The patients were shown to make antibodies reactive with a leukemia-associated antigen – a protein made by leukemia cells that can stimulate the body's immune system to produce antibodies – called ROR1. This antigen appears to be found only on the cell surface of the leukemia cells, but not on normal cells, and serves as a receptor that binds to a ligand called Wnt5a, which activates a pathway important for the survival of the leukemia cells.

“The Wnt5a ligand interacts with ROR1 to enhance leukemia-cell survival. Antibodies that react with ROR1 can interfere with this survival signal and might also specifically target the leukemia cells for destruction,” Kipps said.

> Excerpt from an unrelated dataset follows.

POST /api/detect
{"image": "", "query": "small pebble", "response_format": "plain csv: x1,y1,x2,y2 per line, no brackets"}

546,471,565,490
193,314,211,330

He also noted that because the ROR1 antigen is found only on leukemia cells, it could be developed as a very specific marker to monitor for the continued presence of leukemia cells after treatment or for identifying leukemia cells in patients with early disease, when the cancer otherwise might not be detected. It also provides a much more specific target for antibody therapy.

Antibodies that target ROR1 would be unlike currently used antibodies, which bind antigens found not only on leukemia cells, but also on normal cells. Because they can destroy normal cells, the antibodies currently used to treat patients with this leukemia can cause side-effects and weaken the immune system.